After making a
pair of entertaining drive-in pictures about the American south,
actor-turned-director Max Baer Jr., of The
Beverly Hillbillies fame, inexplicably jumped onto the ’50s-nostalgia
bandwagon by making a crude ripoff of George Lucas’ American Graffiti (1973), even though several copycat pictures had
already been released. Baer’s contribution to this disreputable tradition, Hometown U.S.A., starts off innocuously enough,
shamelessly replicating scenes of teenagers getting into mischief while
cruising down Main Street in hot cars. Then the movie degrades into idiotic sex
farce, to the point where the climax seems as if belongs in an entirely
different film. Nonetheless, some viewers might find the first hour of the
picture more or less tolerable as an homage to Lucas’ nostalgic hit. Set in
1957, Hometown U.S.A. tracks the
exploits of three teenagers—nerdy Rodney “The Rodent” Duckworth (Gary
Springer), smooth T.J. Swackhammer (Brian Kerwin), and tough Recil Calhoun
(David Wilson). Also woven into the mix is a blonde dreamgirl named Marilyn
(Pat Delaney), whom Rodney sees driving around town at regular intervals. Is
this almost exactly the same premise as American
Graffiti? See the use of the word “shamelessly” above. Yet while Lucas’
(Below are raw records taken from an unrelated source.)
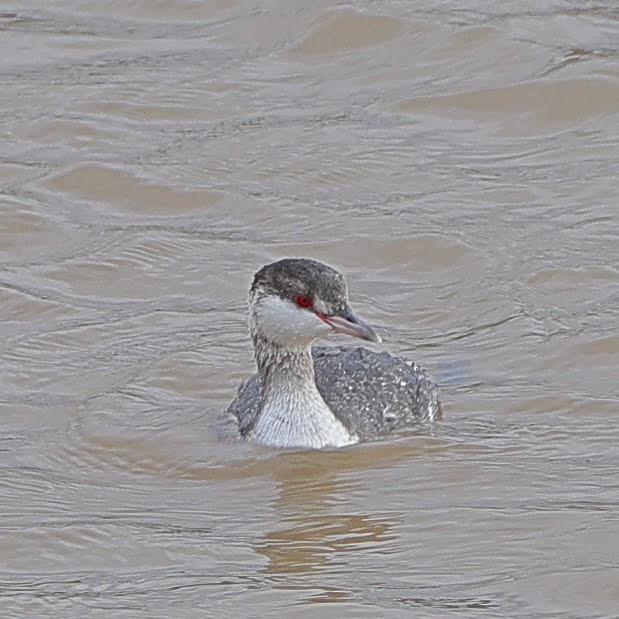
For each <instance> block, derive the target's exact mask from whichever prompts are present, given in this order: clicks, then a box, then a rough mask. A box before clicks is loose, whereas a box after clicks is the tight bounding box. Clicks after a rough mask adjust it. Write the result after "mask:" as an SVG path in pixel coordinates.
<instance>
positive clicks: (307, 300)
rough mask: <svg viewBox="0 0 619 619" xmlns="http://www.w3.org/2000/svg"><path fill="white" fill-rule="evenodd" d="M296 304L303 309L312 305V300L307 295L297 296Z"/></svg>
mask: <svg viewBox="0 0 619 619" xmlns="http://www.w3.org/2000/svg"><path fill="white" fill-rule="evenodd" d="M295 302H296V304H297V305H298V306H299V307H302V308H304V309H309V308H310V307H312V305H314V302H313V301H312V300H311V299H310V298H309V297H304V296H298V297H297V298H296V299H295Z"/></svg>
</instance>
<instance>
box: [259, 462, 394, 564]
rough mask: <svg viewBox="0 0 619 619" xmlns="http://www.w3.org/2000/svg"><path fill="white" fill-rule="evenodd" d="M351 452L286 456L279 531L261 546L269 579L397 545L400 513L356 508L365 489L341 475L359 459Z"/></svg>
mask: <svg viewBox="0 0 619 619" xmlns="http://www.w3.org/2000/svg"><path fill="white" fill-rule="evenodd" d="M347 453H348V454H351V453H354V452H353V451H350V452H339V453H337V454H336V453H335V452H333V453H326V454H325V453H324V452H322V453H316V452H305V453H303V452H299V453H296V454H282V457H281V458H280V463H279V464H280V465H281V466H280V467H278V469H277V471H276V472H275V477H276V483H277V490H278V494H277V497H276V499H275V501H274V504H273V508H274V510H275V511H276V513H277V517H276V518H275V522H276V523H277V527H276V528H275V529H274V530H272V531H269V532H267V533H266V534H265V535H264V538H263V540H262V541H261V542H260V543H258V544H257V545H256V546H255V551H256V552H257V553H259V554H261V555H263V556H265V557H266V558H267V559H268V563H267V566H266V567H265V571H266V572H267V573H268V574H269V575H271V576H277V575H292V574H304V573H309V572H316V571H321V570H326V569H329V570H331V569H334V568H336V567H337V566H338V565H340V564H343V563H345V562H346V561H347V558H348V557H349V553H351V552H355V551H361V550H362V551H365V552H371V551H375V550H378V549H381V550H384V551H385V552H388V551H389V548H390V547H393V541H394V540H395V534H394V533H393V528H394V525H396V524H397V523H398V522H399V520H400V518H399V517H398V515H397V514H396V515H395V516H394V515H392V514H385V512H384V511H383V512H382V513H381V512H377V513H359V512H356V513H355V512H354V511H353V510H352V506H351V498H350V497H351V496H352V495H353V494H354V493H355V492H356V493H358V492H359V491H360V488H359V485H360V482H359V481H357V480H351V479H348V478H346V477H344V476H343V475H341V472H342V471H341V469H342V468H344V469H346V468H348V467H346V466H341V465H343V464H344V463H346V462H348V465H349V466H350V465H351V464H352V463H351V462H350V459H351V458H355V456H354V455H353V456H348V457H347V455H346V454H347ZM337 464H340V466H337Z"/></svg>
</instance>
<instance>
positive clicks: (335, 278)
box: [251, 258, 348, 312]
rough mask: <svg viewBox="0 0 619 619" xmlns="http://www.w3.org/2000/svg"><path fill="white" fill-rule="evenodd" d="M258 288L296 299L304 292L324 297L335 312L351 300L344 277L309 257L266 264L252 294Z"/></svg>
mask: <svg viewBox="0 0 619 619" xmlns="http://www.w3.org/2000/svg"><path fill="white" fill-rule="evenodd" d="M258 289H261V291H262V292H263V293H266V294H276V295H278V296H279V297H281V298H282V299H287V300H289V301H293V302H294V300H295V299H296V298H297V297H298V296H300V295H302V296H306V297H310V298H311V299H314V300H316V299H321V300H322V301H323V302H324V303H325V304H326V305H327V306H328V307H329V309H330V310H332V311H334V312H335V311H337V310H342V309H344V308H345V307H346V305H347V303H348V292H347V290H346V282H345V280H344V276H343V275H342V274H341V273H339V272H338V271H336V270H335V269H333V268H332V267H330V266H327V265H326V264H323V263H322V262H317V261H316V260H310V259H309V258H284V259H283V260H279V261H278V262H273V263H272V264H267V265H266V266H264V267H262V268H261V269H260V270H259V271H258V272H257V273H256V275H255V276H254V282H253V284H252V285H251V292H252V294H253V293H255V292H256V291H257V290H258Z"/></svg>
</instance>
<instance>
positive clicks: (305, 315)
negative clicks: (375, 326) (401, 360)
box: [249, 258, 381, 349]
mask: <svg viewBox="0 0 619 619" xmlns="http://www.w3.org/2000/svg"><path fill="white" fill-rule="evenodd" d="M249 299H250V330H251V334H252V338H253V339H254V343H255V345H260V344H262V343H265V344H268V345H270V346H275V347H278V348H290V349H295V348H305V347H307V346H309V345H310V344H311V342H312V340H314V339H315V338H317V337H322V336H326V335H328V334H329V333H333V332H335V333H343V334H345V335H350V336H352V337H356V338H360V339H362V340H367V341H370V342H380V341H381V340H380V337H379V336H378V335H377V333H376V332H375V331H374V330H373V329H372V327H370V326H369V325H367V324H366V323H365V322H363V321H362V320H361V319H359V318H357V317H356V316H355V314H354V313H353V311H352V309H351V307H350V303H349V301H348V291H347V289H346V282H345V281H344V277H343V276H342V275H341V273H338V271H336V270H335V269H333V268H331V267H329V266H327V265H326V264H322V263H321V262H317V261H315V260H309V259H307V258H286V259H284V260H279V261H278V262H274V263H272V264H268V265H266V266H264V267H262V269H260V271H258V272H257V273H256V275H255V277H254V281H253V283H252V286H251V289H250V295H249Z"/></svg>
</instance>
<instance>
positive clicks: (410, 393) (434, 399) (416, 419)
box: [228, 346, 440, 440]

movie is family-friendly, treating adult themes in such a restrained manner
that American Graffiti was rated PG,
Baer takes the crude route, earning his movie’s R-rating with vulgar
sexcapades. Rodney has dreams in which his classmates cheer while he screws
Marilyn. Rodney steals a car and adopts the name “Rod Heartbender,” then squires
an awkward girl who turns out to be a freak with a thing for public exposure
and taunting bikers. And that’s atop the usual vignettes of juvenile
delinquency, with kids pranking cops and stealing hubcaps, all to the
accompaniment of beloved ’50s pop songs. Hometown
U.S.A. follows a sad spiral from harmlessly stupid to painfully stupid,
degrading women and destroying viewers’ brain cells as it slinks along from one
derivative and/or dopey scene to the next.